Former President Donald J. Trump landed in Cincinnati on Wednesday for a campaign fund-raiser, but without his ubiquitous Boeing 757, which had clipped a parked plane as it was taxiing at a Florida airport early on Sunday morning.
It was not immediately clear whether Mr. Trump was aboard his plane at the time of the mishap, according to details released by the Federal Aviation Administration and public information about the two aircraft that were involved. The incident happened several hours after Mr. Trump held a campaign rally at the Jersey Shore.
No injuries were reported, according to the F.A.A.’s notice about the incident, which listed the Boeing’s registration number as N757AF.
That is the same tail number as “Trump Force One,” the moniker for Mr. Trump’s airliner, which regularly shuttles the former president to campaign rallies and court appearances. The aircraft has been a source of braggadocio for Mr. Trump over the years — not to mention speculation about whether it might be seized as part of his civil fraud penalty in New York.
But on Wednesday, the aircraft was conspicuously absent as Mr. Trump descended from a considerably smaller private jet at Cincinnati/Northern Kentucky International Airport.
Mr. Trump’s campaign did not respond to questions about the status of his plane.
According to the F.A.A., a Boeing 757 landed at Palm Beach International Airport at about 1:20 a.m. on Sunday and was taxiing when one of its winglets struck the rear elevator of a parked plane. A winglet is a small tip curving off the end of an aircraft’s wing in order to reduce aerodynamic drag.

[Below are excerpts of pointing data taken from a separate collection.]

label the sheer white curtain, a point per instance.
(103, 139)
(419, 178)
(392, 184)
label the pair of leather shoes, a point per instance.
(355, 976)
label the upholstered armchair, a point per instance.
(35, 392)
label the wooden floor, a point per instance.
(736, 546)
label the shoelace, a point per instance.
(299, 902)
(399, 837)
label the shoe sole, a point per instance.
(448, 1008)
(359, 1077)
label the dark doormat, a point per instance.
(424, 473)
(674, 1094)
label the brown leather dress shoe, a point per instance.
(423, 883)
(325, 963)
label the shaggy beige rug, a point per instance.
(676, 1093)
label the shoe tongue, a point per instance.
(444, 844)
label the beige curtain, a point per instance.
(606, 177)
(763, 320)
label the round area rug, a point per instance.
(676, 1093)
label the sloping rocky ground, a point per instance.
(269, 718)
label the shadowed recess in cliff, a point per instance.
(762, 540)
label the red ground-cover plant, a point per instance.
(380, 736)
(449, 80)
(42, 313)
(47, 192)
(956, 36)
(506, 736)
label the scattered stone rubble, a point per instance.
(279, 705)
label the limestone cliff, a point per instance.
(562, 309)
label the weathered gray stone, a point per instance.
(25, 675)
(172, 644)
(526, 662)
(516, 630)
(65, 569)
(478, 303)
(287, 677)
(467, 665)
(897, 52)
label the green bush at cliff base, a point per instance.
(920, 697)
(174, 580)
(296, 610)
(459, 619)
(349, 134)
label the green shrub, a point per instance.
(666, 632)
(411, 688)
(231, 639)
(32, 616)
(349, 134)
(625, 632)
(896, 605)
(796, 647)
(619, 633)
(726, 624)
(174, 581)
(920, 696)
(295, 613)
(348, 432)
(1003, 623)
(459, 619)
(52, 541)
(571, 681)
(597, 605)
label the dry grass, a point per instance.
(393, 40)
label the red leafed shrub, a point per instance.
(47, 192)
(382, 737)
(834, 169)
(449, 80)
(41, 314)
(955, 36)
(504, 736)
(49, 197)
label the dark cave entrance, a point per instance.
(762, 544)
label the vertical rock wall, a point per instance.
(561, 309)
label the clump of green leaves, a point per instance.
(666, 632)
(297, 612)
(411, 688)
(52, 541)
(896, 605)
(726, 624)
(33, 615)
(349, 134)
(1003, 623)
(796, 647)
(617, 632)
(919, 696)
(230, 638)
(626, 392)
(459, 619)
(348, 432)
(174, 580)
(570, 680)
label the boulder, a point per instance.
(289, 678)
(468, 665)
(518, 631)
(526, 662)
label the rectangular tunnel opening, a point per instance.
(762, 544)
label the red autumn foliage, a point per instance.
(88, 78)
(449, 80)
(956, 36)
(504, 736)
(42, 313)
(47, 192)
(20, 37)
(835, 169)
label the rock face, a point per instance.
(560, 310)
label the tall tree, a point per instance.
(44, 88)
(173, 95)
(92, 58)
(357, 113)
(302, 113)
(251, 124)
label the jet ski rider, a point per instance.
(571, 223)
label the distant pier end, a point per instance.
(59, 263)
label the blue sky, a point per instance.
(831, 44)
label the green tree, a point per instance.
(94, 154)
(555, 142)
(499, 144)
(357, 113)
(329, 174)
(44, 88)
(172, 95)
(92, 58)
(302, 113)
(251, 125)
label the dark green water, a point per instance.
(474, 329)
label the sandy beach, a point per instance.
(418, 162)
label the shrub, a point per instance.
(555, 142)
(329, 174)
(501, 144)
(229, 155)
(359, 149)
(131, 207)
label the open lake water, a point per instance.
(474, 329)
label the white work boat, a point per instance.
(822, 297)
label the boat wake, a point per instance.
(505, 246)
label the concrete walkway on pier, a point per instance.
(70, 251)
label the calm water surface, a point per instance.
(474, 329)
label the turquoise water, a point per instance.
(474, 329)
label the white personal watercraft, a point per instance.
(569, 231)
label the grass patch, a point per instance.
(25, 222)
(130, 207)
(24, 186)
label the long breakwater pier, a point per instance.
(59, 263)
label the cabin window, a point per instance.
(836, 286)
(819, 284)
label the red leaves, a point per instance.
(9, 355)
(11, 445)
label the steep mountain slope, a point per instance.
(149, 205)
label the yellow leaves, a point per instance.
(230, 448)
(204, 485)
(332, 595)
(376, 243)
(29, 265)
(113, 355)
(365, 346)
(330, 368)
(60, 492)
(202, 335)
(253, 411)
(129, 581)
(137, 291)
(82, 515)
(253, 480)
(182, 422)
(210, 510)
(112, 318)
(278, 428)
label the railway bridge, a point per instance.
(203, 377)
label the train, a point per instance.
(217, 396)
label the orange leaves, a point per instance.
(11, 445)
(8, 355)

No one was inside the parked plane, which was registered to VistaJet, a private charter company, the F.A.A. said in a statement, adding that the incident occurred in an area of the airfield where the agency does not direct aircraft. The agency said it was investigating the incident.
According to the F.A.A.’s aircraft registry, the Boeing plane is registered to DJT Operations I LLC, one of the companies Mr. Trump owned and resigned from at the beginning of 2017, when he became president.
The agency did not say how much damage the two planes sustained or specify the type of the VistaJet aircraft that was involved. VistaJet did not immediately respond to a request for comment on Wednesday.
Mr. Trump, who is in New York several days each week for a criminal trial related to a hush-money payment, lives just a few miles from the Palm Beach International Airport, at Mar-a-Lago, his private club.
He has frequently used airport tarmacs and hangars as a setting for his campaign rallies, saving him time and giving his supporters a chance to cheer on the plane’s approach.